Em contrapartida, o Google Shopping não estava sujeito a esses critérios que levavam a concorrência a ser remetida para páginas mais recônditas. «Há provas de que, mesmo o mais popular dos serviços rivais surgia, em média, apenas na quarta página dos resultados de pesquisa do Google, enquanto outros surgiam ainda mais abaixo (nos resultados das pesquisas)», descreve o comunicado emitido por Bruxelas.

Margrethe Vestager, comissária europeia com a pasta da Concorrência, é perentória no comunicado emitido esta manhã: «O que a Google fez é ilegal à luz das leis da antimonopólio da UE. (A Google) Impediu outras empresas da possibilidade de concorrer com base no mérito e na inovação. E mais importante, impediu que os consumidores europeus fizessem uma escolha genuína entre serviços e a plenitude dos benefícios da inovação».

A Google reagiu à aplicação da coima, informando que vai analisar um eventual recurso sobre a decisão da Comissão Europeia. Em comunicado assinado pelo vice-presidente e Conselheiro Geral da Google, Kent Walker, a Google defende as práticas seguidas nos últimos anos como um resultado das tendências que a levaram a apostar em links que faciltam as comparações entre produtos – e que segundo a gigante das tecnologias são do agrado de consumidores e lojistas, pois não obrigam os internautas a visitar um segundo endereço para fazer comparações.

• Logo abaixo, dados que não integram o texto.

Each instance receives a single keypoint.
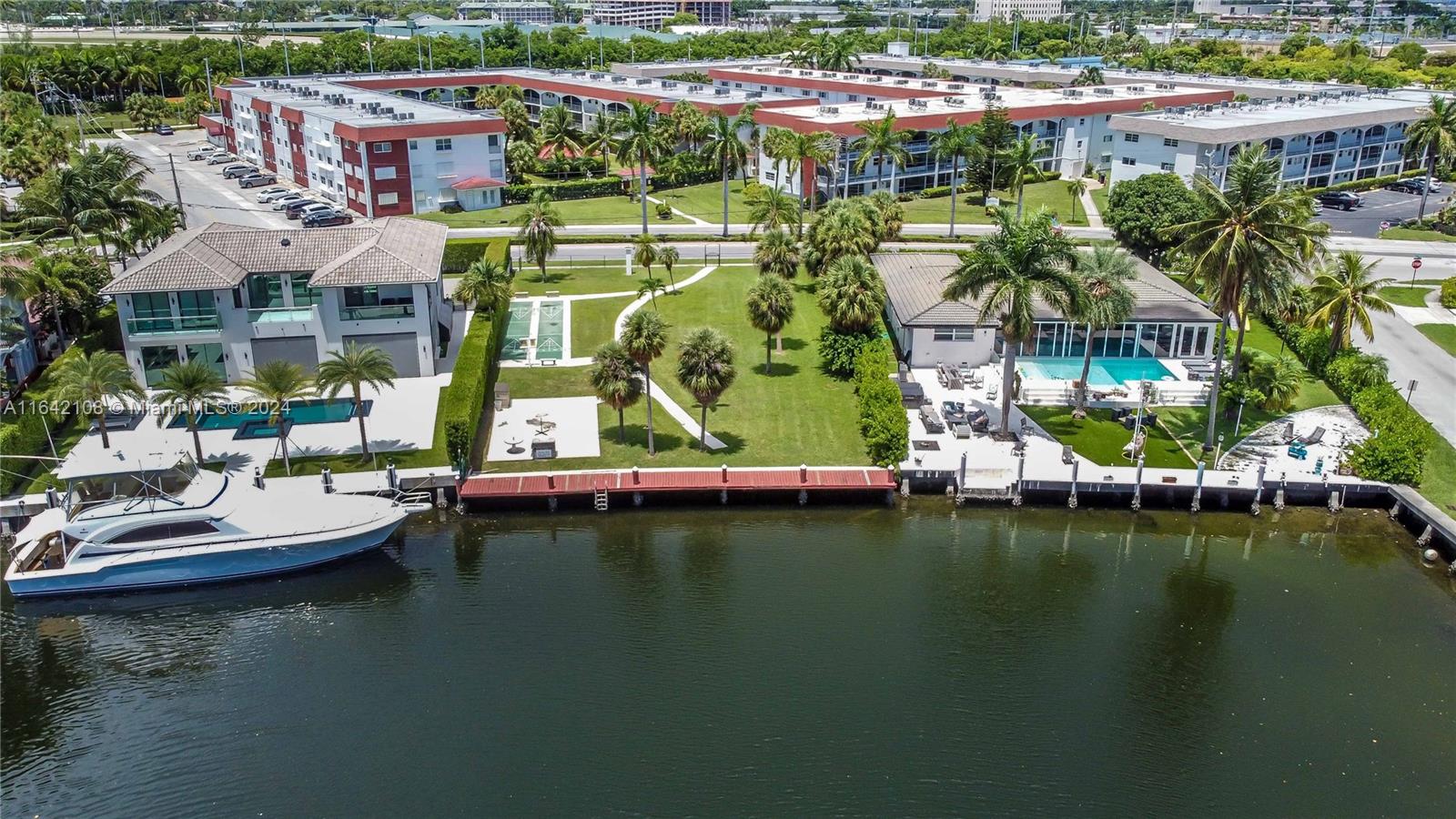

O responsável da Google aproveita ainda para incluir a Amazon e a eBay na disputa que se regista atualmente nos comparadores de preços: «Quando a Comissão Europeia questiona o porquê de alguns sites comparadores de preços não estarem tão bem quanto outros, achamos que a Comissão deveria considerar que muitos websites têm crescido neste período - incluindo plataformas como a Amazon e o Ebay. Com as suas ferramentas de comparação e avaliações, milhões de retalhistas e uma vasta gama de produtos desde ténis a produtos alimentares, a Amazon é um concorrente formidável e tornou-se o primeiro local para pesquisas de produtos. E, à medida que a Amazon tem vindo a crescer, é natural que alguns serviços de comparação se tenham tornado menos populares. Nós concorremos com a Amazon e outros sites para shopping na medida que disponibilizamos informações cada vez mais úteis relativas aos produtos que as pessoas pesquisam».